Any other tips/advice/updates on older recipes are appreciated. I'd love to know what, if anything, you do differently from the old school recipes.

Edit: I've also noticed that none of the older recipes add fruit after fermentation is done. Is that not something we do with wines?
 
wish I was smart enough to answer that,
I make fruit/country wines,,,
IMHO,
I add double or more to the amounts of fruit/berries/concentrates in all my ferments,
I never add any fruit/berry/concentrate after the ferment,
country wines need to be back sweetened to bring out more flavor,
that being said, if you like yours drier, then only back sweeten to bring out the flavor,
I have never used a yeast starter, I make up my must, and put my yeast into it, stirring twice daily using a cordless drill.
there are many, many ways to make wine, but your most important ingredient is patience ,,,,
others may have experience adding flavor one way or another after ferment, but if you add enough before ferment, you'll not need to.
country wines are a completely different animal than a traditional grape based wine,,,
there it a country wine making thread in the forum on here,,,
Dawg
 
How old do you mean by "older recipes"? Yeast on a piece of toast old?

I stopped using recipes after about 2 months of wine making. They're good for ideas and a VERY general guide.

I increase the fruit (or vegetable or flower or herb) by at least 50%. Add sugar till my SG is between 1.085-1.090, add acid till the pH is around 3.5. Nutrient, pectic enzyme, maybe tannin, maybe raisins, depends on what I'm making. For a 1 gallon batch I aim for 1 1/4 to 1 1/2 gallons to account for lees and have extra for topping up.

My starter is usually warm water and some sugar.

Don't be too gung ho about getting a fast ferment. Slower is usually better for flavor.
 
Last edited:
Any other tips/advice/updates on older recipes are appreciated. I'd love to know what, if anything, you do differently from the old school recipes.
As already noted, Keller recipes are low on fruit. I suggest reading multiple recipes so you can compare them.

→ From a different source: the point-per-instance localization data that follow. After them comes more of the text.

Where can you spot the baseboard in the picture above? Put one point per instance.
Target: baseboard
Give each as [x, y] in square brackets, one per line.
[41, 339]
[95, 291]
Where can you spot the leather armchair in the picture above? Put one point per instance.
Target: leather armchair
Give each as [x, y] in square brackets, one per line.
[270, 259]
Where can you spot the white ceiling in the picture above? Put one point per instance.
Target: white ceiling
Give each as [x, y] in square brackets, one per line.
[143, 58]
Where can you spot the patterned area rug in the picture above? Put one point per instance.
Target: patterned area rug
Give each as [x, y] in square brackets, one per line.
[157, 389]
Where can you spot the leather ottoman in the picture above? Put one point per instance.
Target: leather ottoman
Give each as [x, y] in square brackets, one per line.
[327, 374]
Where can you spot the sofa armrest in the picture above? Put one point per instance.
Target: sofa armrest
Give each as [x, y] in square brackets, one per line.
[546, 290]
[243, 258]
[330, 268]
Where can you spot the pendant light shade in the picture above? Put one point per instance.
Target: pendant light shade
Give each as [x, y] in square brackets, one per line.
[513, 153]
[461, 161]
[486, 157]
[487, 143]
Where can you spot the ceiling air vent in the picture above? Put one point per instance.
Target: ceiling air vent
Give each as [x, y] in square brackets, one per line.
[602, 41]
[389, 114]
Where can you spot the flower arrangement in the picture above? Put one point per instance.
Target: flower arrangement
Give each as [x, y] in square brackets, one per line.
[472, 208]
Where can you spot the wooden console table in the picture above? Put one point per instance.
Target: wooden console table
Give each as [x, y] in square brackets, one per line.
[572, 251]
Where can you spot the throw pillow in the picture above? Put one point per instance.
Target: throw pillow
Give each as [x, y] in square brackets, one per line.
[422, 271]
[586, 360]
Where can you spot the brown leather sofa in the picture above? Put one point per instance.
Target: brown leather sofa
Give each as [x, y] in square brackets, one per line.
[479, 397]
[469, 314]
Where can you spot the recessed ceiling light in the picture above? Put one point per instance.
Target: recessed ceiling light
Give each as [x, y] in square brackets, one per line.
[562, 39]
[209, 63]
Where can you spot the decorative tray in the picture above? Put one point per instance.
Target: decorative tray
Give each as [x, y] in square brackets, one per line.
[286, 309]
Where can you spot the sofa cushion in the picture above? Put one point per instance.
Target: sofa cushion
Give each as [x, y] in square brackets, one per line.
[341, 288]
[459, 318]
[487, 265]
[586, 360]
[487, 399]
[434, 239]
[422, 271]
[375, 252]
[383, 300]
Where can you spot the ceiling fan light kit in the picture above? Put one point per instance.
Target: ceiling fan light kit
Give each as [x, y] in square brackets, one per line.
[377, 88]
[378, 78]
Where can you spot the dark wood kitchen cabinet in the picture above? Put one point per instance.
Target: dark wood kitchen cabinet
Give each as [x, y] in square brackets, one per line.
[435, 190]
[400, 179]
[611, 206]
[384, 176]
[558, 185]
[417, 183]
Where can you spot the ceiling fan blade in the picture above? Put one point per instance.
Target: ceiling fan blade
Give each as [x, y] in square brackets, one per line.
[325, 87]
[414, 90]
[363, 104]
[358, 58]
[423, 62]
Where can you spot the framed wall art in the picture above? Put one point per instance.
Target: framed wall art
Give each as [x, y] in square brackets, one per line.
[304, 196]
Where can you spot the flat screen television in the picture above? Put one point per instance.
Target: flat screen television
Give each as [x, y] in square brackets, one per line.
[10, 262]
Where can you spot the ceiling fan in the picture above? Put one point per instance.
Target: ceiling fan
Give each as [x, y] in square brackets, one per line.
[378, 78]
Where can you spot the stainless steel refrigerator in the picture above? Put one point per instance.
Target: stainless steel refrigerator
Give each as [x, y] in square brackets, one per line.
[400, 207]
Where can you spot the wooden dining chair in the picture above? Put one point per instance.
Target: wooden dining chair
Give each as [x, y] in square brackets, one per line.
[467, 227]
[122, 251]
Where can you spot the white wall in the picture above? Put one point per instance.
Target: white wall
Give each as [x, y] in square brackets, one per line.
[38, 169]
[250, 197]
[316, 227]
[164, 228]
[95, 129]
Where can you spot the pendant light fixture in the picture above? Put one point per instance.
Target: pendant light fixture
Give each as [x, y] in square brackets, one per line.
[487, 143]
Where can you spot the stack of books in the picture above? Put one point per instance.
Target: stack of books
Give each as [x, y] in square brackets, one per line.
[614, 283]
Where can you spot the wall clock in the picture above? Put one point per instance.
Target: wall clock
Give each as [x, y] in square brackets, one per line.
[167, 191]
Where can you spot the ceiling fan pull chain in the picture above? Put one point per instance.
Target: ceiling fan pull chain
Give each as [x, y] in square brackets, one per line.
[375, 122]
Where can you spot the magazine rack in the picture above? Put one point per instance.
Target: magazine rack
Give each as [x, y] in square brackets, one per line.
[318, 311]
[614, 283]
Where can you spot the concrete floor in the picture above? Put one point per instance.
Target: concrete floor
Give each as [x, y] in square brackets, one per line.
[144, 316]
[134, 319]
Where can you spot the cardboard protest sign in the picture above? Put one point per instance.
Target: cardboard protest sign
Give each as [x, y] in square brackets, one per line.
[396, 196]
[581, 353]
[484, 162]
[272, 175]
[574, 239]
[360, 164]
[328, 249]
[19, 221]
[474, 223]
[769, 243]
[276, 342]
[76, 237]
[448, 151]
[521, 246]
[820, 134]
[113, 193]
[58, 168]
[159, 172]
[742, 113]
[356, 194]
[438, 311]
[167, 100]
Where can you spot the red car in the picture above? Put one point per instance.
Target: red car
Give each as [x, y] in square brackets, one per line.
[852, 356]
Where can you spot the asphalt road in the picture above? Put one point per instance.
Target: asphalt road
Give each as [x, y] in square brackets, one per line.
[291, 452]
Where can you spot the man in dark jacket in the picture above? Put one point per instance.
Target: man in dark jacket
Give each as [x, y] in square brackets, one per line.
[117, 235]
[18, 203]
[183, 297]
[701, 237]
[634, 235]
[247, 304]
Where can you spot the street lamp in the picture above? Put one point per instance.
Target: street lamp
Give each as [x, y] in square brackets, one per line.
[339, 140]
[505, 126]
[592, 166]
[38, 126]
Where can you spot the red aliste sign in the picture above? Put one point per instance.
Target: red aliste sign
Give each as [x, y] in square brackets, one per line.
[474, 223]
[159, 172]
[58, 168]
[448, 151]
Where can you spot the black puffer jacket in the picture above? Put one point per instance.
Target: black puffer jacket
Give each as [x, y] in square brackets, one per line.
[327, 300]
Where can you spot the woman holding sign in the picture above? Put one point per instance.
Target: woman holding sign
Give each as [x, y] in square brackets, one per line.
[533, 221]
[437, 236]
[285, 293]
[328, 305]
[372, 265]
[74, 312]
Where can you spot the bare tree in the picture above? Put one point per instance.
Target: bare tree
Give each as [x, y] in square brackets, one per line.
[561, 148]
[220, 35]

Also, listen to Richard and Dave, as both are fruit wine makers, and other experienced fruit wine makers may chime in.

Before starting a batch, start a new thread and post the recipe you intend to use. You should get useful feedback.

I've also noticed that none of the older recipes add fruit after fermentation is done. Is that not something we do with wines?
A lot of old recipes started with a lot of sugar and used a low potency yeast, so the fermentation would end when yeast produced more alcohol than it could survive in. The remaining sugar was stable -- this is a method of backsweetening wine before the availability of sorbate + K-meta. The addition of extra fruit would boost the fruit flavor. If you are using wine yeast, trying to use this method requires a LOT of sugar and the wine will have high ABV (alcohol by volume), for most yeasts 16%+.

The "modern" approach (described above) is to start with a lot more fruit OR use all fruit/no water (which requires a LOT more fruit), add sugar to achieve the desired potential ABV, add commercial yeast, and ferment dry. Give the wine time to clear (which is in months, not weeks), and stabilize with potassium sorbate + potassium metabisulphite (prevents renewed fermentation), OR bulk age the wine at least 9 months, after which any remaining yeast is dead. Then backsweeten to taste -- most fruit wines benefit from at least a bit of sugar, as it brings out the fruit aroma + flavor. Many fruit wines are bland and/or astringent when bone dry.

Richard (Dawg) bulk ages 2 years and produces high potency wines (~18% ABV), so he's used 2 avenues to prevent a renewed fermentation (long aging + high ABV).